Гриша однажды рассказал мне, что он любит решать их дорогой или вечером перед сном, даже решает в постели. Утром, как только проснется, снова проверит — и все! Попробовал и я так делать. Иду как-то из школы и мурлычу себе под нос. И странно, начну с задачи, а кончу совсем другим. Вместо цифр вспоминаются книжки со своими героями. То я радуюсь чему-нибудь, то негодую. «Это интересно!» — вскрикиваю я и только тогда вспоминаю, что задачку-то так и не решил. А у Гриши как-то получалось все по-иному. Может, оттого, что он был старше меня на два года? Только вряд ли, шибко способный он был на задачки. Даже вступал в спор с самим Павлом Никифоровичем.
Как-то, помню, Гриша встал на уроке и сказал учителю:
— Ответ у меня правильный, а вы почему-то подчеркнули… Можно и таким способом решить.
И Гриша, не ожидая приглашения, вышел к доске.
Постукивая, заходил по доске мел, из-под Гришиной руки поползли дружной цепочкой цифры. Пораженные неожиданным поступком Гриши, мы затаили дыхание и ждали, чем это кончится. Я очень хотел, чтобы Гриша победил в споре. Пусть учитель почувствует, что и он иногда ошибается.

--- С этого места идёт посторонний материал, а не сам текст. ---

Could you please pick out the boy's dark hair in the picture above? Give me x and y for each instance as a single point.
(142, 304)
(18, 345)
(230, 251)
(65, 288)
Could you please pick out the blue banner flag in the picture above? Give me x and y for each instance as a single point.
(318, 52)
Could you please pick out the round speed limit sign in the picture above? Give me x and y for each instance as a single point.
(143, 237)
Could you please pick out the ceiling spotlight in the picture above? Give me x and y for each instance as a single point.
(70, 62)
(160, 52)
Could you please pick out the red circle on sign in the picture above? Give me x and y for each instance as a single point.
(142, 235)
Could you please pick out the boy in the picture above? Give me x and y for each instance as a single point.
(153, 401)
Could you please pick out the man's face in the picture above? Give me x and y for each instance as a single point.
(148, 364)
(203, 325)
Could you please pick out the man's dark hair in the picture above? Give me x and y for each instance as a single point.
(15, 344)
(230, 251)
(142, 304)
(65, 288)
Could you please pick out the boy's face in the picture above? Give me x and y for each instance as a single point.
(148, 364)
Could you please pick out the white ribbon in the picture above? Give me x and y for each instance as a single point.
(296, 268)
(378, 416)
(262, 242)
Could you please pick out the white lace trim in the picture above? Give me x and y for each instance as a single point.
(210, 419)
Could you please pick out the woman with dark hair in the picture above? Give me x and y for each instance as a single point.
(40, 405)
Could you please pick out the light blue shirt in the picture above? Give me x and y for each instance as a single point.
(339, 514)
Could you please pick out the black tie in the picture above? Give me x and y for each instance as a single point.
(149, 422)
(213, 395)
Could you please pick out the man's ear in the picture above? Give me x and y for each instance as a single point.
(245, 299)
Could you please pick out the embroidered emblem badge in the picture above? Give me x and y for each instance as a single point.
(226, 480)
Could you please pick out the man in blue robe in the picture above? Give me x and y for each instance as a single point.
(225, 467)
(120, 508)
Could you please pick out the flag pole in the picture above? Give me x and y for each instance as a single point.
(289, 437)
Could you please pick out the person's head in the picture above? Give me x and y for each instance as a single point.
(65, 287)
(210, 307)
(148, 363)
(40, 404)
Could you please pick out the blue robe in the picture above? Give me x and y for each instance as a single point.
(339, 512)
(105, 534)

— Вот мой ответ! — сказал Гриша негромко, но твердо и подчеркнул ответ двумя чертами, как это делал обычно сам учитель.
Павел Никифорович надвинул на глаза очки и, подойдя к доске, остановился у нее.

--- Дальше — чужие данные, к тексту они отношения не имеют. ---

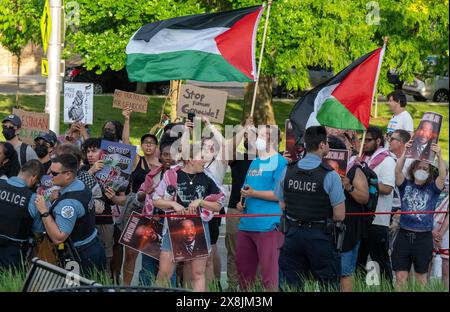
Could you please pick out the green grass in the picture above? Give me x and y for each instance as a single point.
(142, 123)
(13, 282)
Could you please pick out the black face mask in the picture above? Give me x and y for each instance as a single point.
(9, 133)
(108, 135)
(41, 150)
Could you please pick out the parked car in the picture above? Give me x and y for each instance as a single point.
(317, 75)
(434, 88)
(109, 80)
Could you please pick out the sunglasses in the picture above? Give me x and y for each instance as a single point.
(54, 173)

— Так, так, — словно жевал он губами. — И тут так…
Лицо его помрачнело, оно вроде сразу осунулось. Но старик не хотел сдаваться.
— Как же так? — он взял задачник и, сверяя условие задачи с Гришиным условием на доске, снова прошептал: — Так, так… Плюс на минус дает минус. Так и должно быть…

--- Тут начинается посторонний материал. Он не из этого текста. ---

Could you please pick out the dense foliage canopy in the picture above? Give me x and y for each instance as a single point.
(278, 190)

И, захлопнув задачник, кинул его на стол.
— Молодец, Бушмакин, твой верх!
Я думал, расстроится Павел Никифорович, а он, наоборот, стал веселее обычного, в глазах загорелся мальчишеский задор. Похлопывая ладонями, замазанными мелом, словно стряхивая с них белую пудру, он признался в своем поражении.
— Я-то считал…
И вдруг опять смутился. Снова взял задачник, раскрыл его на той самой странице, где была задача, посмотрел на нее через очки долгим взглядом и словно упавшим голосом сказал:
— Так оно и есть…
Мне почему-то стало жаль Павла Никифоровича.
На перемене все окружили Гришу.
— Как же ты учителя-то сумел прижать? — спросил тонкоголосый Деменька Цингер. — Вот бы мне…
— А зачем тебе это?
— Как зачем? Отметка…
— Не в отметке дело.
— Оно конечно. Только был ли ты уверен?
— Если я решу задачку, а утром проверю, всегда бываю уверен, — ответил Гриша и побежал на улицу.
— Везет парню, — бросил вслед, ему Цингер.
— Перестань ты! — крикнул я. — Дрожишь за книжкой, а что толку?
— Толк будет, — пропищал Деменька и полез за парту со вздохом. — Ой, ведь сейчас физика… Закон Архимеда… Тело, погруженное в жидкость…
Хотя я и страшился Павла Никифоровича, но больших неприятностей у меня не было.
Вспоминаю один нелепый случай.
Деменька Цингер писал круглыми аккуратными буквами, немного с наклоном вправо. Мне понравилось это, и я стал присматриваться к нему. Особенно заинтересовала меня буква «б». Он выводил ее как-то по-своему: сделает кружочек внизу и такой же кружочек завернет вверху. А почему бы мне так не писать? И в тетради по алгебре я столько навертел этих кружочков, что Павел Никифорович, наверное, за голову схватился. На поле моей тетрадки он написал эту букву так, как и надо было писать ее. И тут же внизу высмеял меня, приписав, что за накрученные колобки он снижает мне оценку.
Как только я увидел это в тетради, сразу сник, на глаза даже навернулись слезы. А ребята уже заметили их, подскочили:
— Заревел, заревел…
— За-ре-ве-ел, — тонюсенько пропел Цингер.
Тут уж я, действительно, пустился в слезы. Еще бы не зареветь: у Деменьки учитель не заметил «колобки», а мне сразу и отметку сбавил. Значит, Цингер-то у него любимчик. А тоже решает через пень-колоду. Трясунец…
Расталкивая ребят, тотчас же у нашей парты появился Серега.
— А кто моего парнягу обидел? Отметки? Пустяки все это. Пойду вот сам к Павлу Никифоровичу, пусть поставит тебе плюс на чистом листе. Плюс на минус что будет? Самоуничтожаются, парняга.